Michael Brown—despite the fact that he didn’t behave well at all on that August 9th day when he pushed that store clerk and stole those cigarillos and then was shot and killed by Officer Darrin Brown—could have ultimately created a life that mattered to the city of Ferguson or wherever he ended up residing and earning a living. Let’s do all we can to make his tragic death matter. What, specifically, are these protesters doing to make sure that other young black men and women are creating lives that matter? Protesting and getting yourselves arrested is hardly a recipe for changing communities and how the police interact with non-white people. As Dr. King said, “Life’s most persistent and urgent question is, ‘What are you doing for others’?” What, really, are these protesters doing for others?

Instead of organizing protests and burning crap down, perhaps they could organize book drives so that parents will have books to read to their children before bedtime. They could organize book clubs, so that black folks will read and engage in intellectual activities rather than sit on Facebook and Twitter and talk about the latest episode of “Scandal” or “How to Get Away with Murder.” They could organize and volunteer at their local school. Organize and volunteer to teach young women to respect themselves and their bodies and to do positive and uplifting things with their lives and for other people so that they will not look for a man or a baby to love them. Organize and teach folks how to garden so that they can eat a more holistic and organic diet. Organize and teach folks how to care for their body and to be more judicious about what they eat. Organize walking groups or exercise clubs so that folks can be better stewards of their body.

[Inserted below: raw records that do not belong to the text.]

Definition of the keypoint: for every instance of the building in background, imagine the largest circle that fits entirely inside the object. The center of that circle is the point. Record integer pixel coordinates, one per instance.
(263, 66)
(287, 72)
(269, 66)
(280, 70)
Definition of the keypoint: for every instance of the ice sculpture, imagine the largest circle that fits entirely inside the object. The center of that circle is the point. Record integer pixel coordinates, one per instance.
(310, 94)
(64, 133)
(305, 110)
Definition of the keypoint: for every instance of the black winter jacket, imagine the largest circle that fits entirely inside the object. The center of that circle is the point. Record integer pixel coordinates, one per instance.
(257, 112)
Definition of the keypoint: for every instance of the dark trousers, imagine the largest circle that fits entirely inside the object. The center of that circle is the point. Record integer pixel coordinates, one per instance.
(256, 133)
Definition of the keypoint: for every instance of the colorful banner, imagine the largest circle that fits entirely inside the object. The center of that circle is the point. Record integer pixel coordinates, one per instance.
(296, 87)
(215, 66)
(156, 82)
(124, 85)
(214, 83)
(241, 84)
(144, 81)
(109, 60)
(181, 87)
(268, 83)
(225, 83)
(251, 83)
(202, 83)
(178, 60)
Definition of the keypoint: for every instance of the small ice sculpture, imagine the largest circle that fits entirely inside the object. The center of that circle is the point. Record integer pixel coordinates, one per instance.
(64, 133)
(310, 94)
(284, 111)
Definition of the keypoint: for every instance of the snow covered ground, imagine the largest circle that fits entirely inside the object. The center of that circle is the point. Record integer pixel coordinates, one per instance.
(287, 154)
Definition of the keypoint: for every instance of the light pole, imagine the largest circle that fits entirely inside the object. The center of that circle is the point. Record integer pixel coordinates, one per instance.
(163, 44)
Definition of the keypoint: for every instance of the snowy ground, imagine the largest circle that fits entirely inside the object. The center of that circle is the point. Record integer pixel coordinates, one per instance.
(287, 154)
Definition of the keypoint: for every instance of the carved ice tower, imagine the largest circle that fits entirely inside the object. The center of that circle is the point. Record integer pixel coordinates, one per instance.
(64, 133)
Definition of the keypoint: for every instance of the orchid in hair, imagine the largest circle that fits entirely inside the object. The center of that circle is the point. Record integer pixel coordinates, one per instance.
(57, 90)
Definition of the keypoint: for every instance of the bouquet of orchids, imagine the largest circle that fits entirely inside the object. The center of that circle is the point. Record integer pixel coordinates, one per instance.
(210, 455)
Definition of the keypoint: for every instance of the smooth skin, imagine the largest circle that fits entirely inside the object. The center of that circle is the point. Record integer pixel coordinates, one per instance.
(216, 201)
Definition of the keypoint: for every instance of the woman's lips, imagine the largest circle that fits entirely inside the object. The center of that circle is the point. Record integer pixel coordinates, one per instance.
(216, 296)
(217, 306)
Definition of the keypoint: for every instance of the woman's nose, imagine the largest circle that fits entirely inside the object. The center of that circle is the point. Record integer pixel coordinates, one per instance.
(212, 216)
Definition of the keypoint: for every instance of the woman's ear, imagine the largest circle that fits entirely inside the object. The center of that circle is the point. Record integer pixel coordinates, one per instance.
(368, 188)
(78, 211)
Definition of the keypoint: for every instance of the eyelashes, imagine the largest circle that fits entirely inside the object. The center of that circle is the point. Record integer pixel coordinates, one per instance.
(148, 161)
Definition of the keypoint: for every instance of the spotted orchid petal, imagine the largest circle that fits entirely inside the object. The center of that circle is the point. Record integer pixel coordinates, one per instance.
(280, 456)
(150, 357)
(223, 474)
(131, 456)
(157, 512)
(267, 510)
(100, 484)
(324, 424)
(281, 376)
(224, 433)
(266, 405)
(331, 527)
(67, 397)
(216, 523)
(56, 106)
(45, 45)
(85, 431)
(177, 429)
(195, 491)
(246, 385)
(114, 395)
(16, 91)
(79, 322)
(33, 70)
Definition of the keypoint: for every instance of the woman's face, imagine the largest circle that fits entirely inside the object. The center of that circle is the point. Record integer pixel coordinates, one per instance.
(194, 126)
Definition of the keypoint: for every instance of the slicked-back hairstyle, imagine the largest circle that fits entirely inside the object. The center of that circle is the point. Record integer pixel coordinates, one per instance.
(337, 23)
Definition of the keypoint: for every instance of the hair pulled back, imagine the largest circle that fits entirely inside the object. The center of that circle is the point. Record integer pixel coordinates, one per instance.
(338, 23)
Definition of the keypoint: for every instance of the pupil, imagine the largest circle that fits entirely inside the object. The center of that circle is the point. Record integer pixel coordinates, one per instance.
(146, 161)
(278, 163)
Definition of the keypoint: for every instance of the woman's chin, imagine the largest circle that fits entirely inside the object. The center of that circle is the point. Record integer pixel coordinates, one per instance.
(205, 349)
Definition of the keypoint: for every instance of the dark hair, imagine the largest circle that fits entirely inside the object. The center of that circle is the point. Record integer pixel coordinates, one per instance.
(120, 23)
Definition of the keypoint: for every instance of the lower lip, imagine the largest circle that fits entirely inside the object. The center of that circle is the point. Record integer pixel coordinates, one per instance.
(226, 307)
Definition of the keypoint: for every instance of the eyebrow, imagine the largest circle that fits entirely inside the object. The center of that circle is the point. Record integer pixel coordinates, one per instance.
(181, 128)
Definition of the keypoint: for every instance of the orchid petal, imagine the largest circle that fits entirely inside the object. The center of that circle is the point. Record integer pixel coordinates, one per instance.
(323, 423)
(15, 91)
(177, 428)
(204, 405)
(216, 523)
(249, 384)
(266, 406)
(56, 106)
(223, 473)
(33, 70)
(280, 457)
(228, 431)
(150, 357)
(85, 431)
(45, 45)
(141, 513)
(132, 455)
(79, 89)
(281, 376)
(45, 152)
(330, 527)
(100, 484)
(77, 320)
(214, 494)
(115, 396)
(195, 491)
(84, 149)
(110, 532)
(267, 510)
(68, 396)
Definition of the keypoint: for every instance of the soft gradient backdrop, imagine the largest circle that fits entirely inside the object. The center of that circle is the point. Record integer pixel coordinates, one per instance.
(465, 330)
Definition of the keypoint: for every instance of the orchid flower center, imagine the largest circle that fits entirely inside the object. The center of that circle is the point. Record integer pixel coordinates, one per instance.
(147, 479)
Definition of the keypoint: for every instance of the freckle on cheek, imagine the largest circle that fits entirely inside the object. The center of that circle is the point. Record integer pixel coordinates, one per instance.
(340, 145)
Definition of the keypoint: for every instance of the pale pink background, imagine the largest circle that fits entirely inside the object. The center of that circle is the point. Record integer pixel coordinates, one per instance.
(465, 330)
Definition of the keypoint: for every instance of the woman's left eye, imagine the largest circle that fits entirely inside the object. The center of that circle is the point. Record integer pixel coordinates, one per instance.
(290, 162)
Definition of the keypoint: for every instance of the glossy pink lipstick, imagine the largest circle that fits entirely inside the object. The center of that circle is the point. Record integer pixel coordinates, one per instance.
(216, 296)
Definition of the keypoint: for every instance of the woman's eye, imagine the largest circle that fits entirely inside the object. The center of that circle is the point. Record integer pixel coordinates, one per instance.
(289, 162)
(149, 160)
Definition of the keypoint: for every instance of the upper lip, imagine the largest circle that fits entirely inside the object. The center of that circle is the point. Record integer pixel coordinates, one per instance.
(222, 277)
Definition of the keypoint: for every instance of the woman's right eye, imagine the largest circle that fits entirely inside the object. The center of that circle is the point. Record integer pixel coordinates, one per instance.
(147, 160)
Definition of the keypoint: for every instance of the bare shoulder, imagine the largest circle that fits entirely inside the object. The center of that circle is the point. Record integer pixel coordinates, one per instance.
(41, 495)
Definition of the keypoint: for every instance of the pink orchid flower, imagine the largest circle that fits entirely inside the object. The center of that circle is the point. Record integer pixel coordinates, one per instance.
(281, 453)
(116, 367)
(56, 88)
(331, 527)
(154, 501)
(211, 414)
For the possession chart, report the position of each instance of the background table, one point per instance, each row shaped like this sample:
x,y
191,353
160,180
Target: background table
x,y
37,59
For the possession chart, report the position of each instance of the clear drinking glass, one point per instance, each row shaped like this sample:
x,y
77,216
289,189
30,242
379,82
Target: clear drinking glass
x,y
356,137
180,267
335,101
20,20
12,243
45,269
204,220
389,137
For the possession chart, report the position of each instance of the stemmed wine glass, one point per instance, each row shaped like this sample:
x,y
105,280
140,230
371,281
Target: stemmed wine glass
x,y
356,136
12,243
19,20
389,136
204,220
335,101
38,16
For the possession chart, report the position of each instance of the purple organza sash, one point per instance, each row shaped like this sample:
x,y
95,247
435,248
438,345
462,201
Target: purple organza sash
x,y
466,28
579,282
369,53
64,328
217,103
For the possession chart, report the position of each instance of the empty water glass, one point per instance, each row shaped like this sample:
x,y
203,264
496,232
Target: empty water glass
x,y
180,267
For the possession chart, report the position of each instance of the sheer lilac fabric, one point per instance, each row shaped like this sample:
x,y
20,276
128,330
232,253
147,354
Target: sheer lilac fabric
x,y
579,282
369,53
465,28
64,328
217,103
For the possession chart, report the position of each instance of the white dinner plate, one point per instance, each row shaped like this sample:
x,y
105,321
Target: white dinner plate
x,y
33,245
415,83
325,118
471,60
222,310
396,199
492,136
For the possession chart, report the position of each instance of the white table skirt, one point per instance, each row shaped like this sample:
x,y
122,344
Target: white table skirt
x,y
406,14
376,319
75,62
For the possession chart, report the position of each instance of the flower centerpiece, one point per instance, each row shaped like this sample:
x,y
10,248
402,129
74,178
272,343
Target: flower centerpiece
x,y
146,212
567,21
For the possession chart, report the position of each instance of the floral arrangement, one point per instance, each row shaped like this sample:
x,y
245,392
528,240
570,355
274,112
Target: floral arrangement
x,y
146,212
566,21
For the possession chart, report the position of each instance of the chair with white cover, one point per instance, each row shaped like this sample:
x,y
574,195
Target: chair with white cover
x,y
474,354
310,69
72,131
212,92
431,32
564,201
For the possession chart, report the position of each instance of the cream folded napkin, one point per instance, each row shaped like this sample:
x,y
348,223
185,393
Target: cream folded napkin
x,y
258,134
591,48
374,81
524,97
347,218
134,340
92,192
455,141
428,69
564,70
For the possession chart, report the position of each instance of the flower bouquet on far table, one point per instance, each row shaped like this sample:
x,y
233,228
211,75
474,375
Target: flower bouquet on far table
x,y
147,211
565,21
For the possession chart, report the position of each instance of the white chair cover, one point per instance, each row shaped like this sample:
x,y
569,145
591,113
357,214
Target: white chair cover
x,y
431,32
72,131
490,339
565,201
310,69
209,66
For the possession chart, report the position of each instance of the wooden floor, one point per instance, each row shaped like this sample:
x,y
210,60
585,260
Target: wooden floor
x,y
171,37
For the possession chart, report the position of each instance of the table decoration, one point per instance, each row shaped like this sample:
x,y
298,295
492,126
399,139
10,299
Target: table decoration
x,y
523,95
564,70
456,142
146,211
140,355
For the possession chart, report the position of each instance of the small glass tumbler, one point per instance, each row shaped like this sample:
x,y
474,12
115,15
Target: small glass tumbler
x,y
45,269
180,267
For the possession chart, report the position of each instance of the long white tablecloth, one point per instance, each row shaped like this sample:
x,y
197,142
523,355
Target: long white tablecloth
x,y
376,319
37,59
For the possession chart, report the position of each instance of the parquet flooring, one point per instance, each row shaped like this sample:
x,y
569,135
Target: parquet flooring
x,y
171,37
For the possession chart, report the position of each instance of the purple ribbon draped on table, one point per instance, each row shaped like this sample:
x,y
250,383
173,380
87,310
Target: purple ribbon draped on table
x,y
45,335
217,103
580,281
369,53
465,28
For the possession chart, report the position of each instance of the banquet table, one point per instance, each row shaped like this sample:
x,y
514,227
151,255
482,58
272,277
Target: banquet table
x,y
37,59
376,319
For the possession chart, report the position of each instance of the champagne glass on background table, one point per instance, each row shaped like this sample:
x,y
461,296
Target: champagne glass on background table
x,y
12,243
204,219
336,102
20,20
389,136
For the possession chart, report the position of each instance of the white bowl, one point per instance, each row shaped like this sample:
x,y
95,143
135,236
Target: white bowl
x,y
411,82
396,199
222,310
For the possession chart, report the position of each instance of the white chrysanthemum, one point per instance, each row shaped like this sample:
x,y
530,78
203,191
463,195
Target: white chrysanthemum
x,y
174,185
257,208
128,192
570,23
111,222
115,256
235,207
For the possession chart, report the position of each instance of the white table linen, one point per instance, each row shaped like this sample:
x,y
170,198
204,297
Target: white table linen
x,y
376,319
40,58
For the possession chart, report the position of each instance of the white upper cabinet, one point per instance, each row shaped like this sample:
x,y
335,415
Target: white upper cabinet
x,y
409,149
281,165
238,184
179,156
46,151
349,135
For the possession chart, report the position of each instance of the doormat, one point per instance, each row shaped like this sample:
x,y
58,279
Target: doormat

Listen. Lying down in the street to recreate and to remind folks how Michael Brown died is dramatic, but it isn’t constructive and is hardly a long-term solution to what ails the black community. As Charles Barkley said about the miscreants who were burning down and looting buildings in Ferguson: “Those aren’t real black people; those are scumbags. Real black people aren’t out there looting.” The “real black people” need to find constructive things to do that will REALLY help the communities who most need it.

Keith Myers, my friend from the University of Iowa, wrote this on his Facebook page the day before Thanksgiving: “Biggest tragedy about Ferguson? A mother lost her child. Maybe WE ALL should remember that when we break bread with our friends and loved ones tomorrow.”

Let us remember the sorrow of Michael Brown’s family, let us go into the holiday season spreading cheer and good will to each other, and let us always carry with us what the Dalai Lama said: “We all have to live together, so we might as well live together happily.” Let us all of us do better at living together happily.